On 5/27/25 15:42, Markus Armbruster wrote:
Paolo Bonzini <pbonz...@redhat.com> writes:
Rust makes the current file available as a statically-allocated string,
but without a NUL terminator. Allow this by storing an optional maximum
length in the Error.
Note that for portability I am not relying on fprintf's precision
specifier not accessing memory beyond what will be printed.
Can you elaborate on the portability problem? I figure ...
{
if (errp == &error_abort) {
+ const char *src = err->src;
+ if (err->src_len >= 0) {
+ /* No need to free it, the program will abort very soon... */
+ src = g_strndup(err->src, err->src_len);
+ }
fprintf(stderr, "Unexpected error in %s() at %s:%d:\n",
- err->func, err->src, err->line);
+ err->func, src, err->line);
... you're avoiding the simpler
fprintf(stderr, "Unexpected error in %s() at %.*s:%d:\n",
err->func, err->src_len, err->src, err->line);
because of it.
I couldn't find anything that says %s is allowed to not be
NUL-terminated if a precision is given. That is, whether something like
this:
char foo[] = {'H', 'e', 'l', 'l', 'o'};
printf("%.5s\n", foo);
is guaranteed to work.
This is opposed to:
1) strnlen
(https://pubs.opengroup.org/onlinepubs/9699919799/functions/strnlen.html),
which is guaranteed to examine no more than the number of bytes given by
the second character;
2) strndup, for which I found at least a clarification at
https://www.austingroupbugs.net/view.php?id=1397.

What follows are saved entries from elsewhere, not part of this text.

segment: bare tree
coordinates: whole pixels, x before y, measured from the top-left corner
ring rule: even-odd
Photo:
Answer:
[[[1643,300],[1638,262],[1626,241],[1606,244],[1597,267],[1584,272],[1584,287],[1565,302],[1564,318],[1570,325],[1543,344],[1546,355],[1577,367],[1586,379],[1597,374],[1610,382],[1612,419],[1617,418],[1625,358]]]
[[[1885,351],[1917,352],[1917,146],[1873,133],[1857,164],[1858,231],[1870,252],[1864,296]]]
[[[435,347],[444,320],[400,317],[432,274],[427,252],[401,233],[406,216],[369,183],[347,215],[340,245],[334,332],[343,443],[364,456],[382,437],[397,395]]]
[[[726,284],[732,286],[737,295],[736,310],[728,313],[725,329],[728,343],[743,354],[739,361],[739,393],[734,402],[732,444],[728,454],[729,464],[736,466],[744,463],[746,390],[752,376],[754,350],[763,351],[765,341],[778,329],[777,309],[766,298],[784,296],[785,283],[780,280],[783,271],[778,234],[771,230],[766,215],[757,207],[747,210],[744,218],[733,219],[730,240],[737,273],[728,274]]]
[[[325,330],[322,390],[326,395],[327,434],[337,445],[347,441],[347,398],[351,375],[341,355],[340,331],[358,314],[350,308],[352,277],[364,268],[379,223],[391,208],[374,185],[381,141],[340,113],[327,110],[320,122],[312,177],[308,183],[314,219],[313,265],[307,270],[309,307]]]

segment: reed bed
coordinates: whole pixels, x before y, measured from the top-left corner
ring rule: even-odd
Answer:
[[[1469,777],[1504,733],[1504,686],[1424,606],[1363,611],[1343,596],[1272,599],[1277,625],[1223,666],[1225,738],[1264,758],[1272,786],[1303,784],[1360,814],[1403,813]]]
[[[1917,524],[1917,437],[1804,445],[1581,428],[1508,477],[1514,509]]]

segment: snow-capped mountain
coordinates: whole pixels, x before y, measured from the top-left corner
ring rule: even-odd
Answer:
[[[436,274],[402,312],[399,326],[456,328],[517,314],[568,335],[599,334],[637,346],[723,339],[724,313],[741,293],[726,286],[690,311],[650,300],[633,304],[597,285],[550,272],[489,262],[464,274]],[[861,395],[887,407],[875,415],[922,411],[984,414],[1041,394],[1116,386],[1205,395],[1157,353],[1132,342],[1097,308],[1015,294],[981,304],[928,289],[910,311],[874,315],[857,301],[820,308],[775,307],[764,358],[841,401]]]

3) g_strndup, which guarantees that the allocated block is of length n+1
and padded with NULs (though in the case above there will be just one
NUL anyway)
And also, for strndup/g_strndup it would be quite asinine to implement
it using some kind of min(strlen(s), n) but for printf the complexity is
greater so you never know. I erred on the side of caution because
avoiding an allocation before an abort() isn't particularly interesting.